Le groupe « Gross Deutschland » possédait, lui aussi, son quartier de ralliement. Il tenait ses appartements dans une confiserie, vidée de toute marchandise, dans la loge attenante d’une concierge et le prolongement d’un vaste couloir. Un grand panneau correctement badigeonné noir sur fond blanc, et un casque blanc stylisé, emblème de l’unité, surmontaient le portail intact sous lequel veillaient deux sentinelles en tenue réglementaire.
— Gross Deutschland division, murmura Lensen. C’est ici.
Il y avait une heure et demie que nous tournions en rond dans la ville quasiment abandonnée des civils, à la recherche du centre de regroupement en question. Le lieutenant Wollers présenta à l’officier la liste des hommes qu’il avait derrière lui, avec les numéros de compagnies, des régiments, voire des groupes. Nous étions environ deux cents.
— Voici la liste de mes compagnons, Herr Hauptmann.

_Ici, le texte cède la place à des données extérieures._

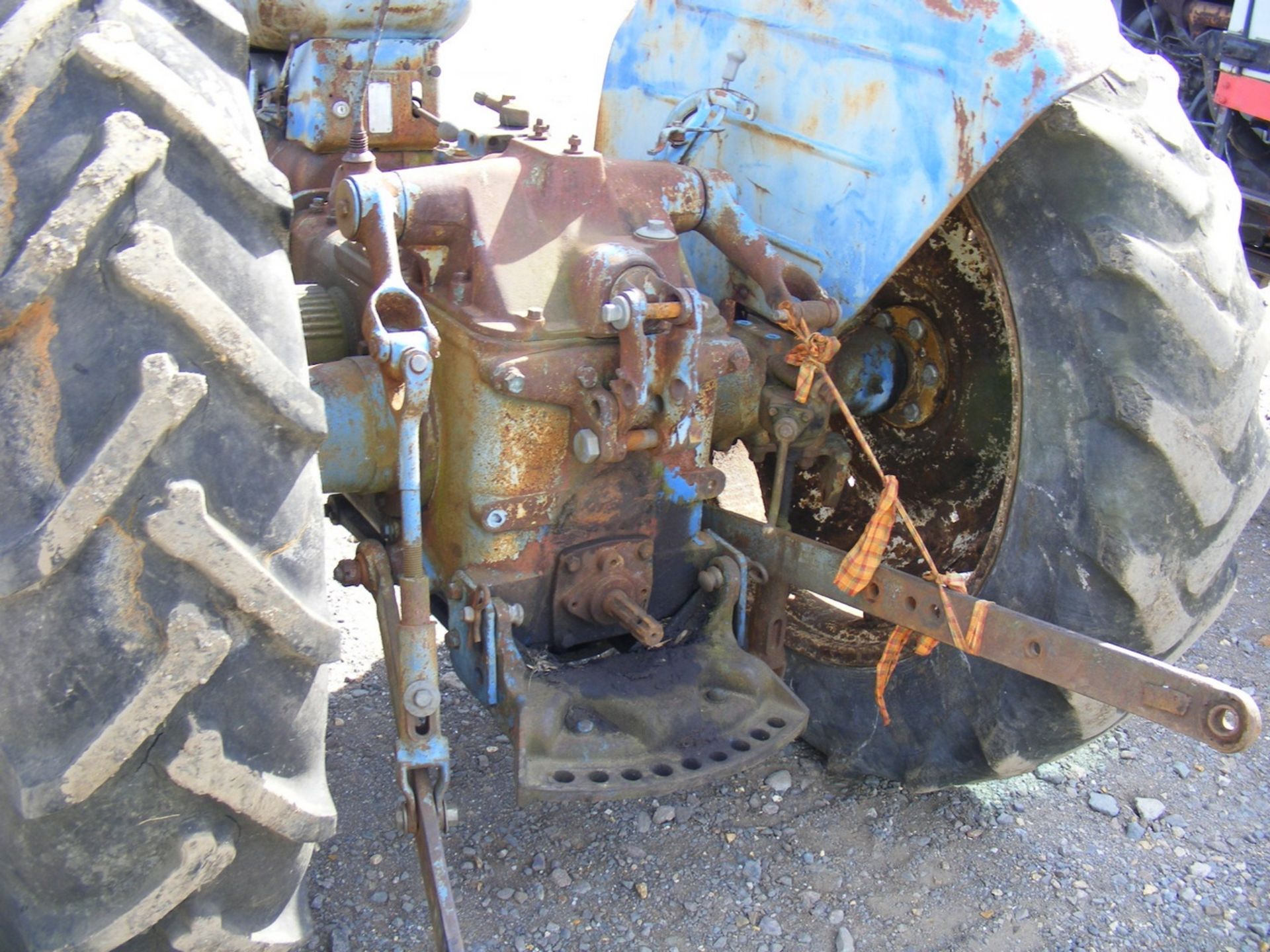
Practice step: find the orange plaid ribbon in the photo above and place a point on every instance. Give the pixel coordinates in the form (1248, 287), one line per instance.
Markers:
(860, 564)
(900, 636)
(810, 354)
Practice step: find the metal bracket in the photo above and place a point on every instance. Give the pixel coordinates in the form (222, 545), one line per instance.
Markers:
(1223, 717)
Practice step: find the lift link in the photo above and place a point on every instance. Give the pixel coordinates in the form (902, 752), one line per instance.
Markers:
(1223, 717)
(422, 750)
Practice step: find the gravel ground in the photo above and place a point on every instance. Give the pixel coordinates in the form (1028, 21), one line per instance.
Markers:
(1142, 840)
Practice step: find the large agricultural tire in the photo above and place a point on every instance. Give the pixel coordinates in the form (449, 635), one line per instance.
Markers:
(161, 701)
(1142, 450)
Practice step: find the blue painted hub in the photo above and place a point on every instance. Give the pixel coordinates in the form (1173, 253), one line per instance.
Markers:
(870, 371)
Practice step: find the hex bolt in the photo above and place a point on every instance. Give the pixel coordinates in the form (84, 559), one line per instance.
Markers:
(616, 314)
(421, 698)
(586, 446)
(785, 429)
(349, 573)
(509, 379)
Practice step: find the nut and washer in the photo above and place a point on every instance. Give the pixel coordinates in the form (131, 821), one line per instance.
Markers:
(421, 698)
(509, 379)
(616, 314)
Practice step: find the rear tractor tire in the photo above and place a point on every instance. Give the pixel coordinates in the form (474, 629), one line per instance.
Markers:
(161, 702)
(1097, 466)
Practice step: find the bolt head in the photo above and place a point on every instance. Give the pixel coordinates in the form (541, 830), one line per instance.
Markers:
(710, 579)
(616, 314)
(785, 428)
(586, 446)
(349, 573)
(421, 698)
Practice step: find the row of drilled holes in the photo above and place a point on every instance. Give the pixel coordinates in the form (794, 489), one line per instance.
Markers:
(689, 763)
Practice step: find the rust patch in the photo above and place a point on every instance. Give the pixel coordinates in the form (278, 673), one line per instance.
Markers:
(964, 141)
(1010, 58)
(32, 401)
(8, 149)
(968, 9)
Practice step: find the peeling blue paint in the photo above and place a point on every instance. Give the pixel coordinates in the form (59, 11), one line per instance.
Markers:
(873, 118)
(676, 488)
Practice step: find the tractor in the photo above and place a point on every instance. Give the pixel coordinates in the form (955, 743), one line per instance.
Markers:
(955, 282)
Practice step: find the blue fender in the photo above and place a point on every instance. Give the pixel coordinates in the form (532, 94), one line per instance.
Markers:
(874, 117)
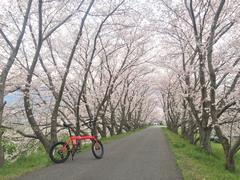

— Mais ce sont des Ruskis que vous me ramenez, Herr leutnant, fit le capitaine en profilant son regard sur le groupe vêtu à la diable que nous formions.
Beaucoup d’entre nous avaient en effet revêtu des vestes russes matelassées.
— Je m’excuse, Herr Hauptmann, il y a eu une pénurie de vêtements.
— Une grande pénurie, dit en souriant l’officier. Enfin, je vous enverrai faire un tour en magasin, vous verrez bien s’il reste quelque chose. Vous ne serez pas longtemps ici, il vous faudra faire vite.
Nous gagnâmes, dans une rue adjacente, ledit magasin qui était, somme toute, bien mieux approvisionné que celui des unités sans appellation. Nous demeurions une unité d’élite ! Quelques-uns reçurent un maigre approvisionnement. Tandis que nous patientions, nous vîmes s’engouffrer dans une grande cour d’usine, une partie des effectifs d’un nouveau bataillon du Volkssturm. Éléments récemment mis sur pied par le Führer, ultimes réserves battant le record des Marie-Louise de la fin de l’Empire napoléonien. Nous dûmes ouvrir des yeux un peu plus grands pour mieux nous rendre compte de quel genre d’hommes était formé ledit bataillon.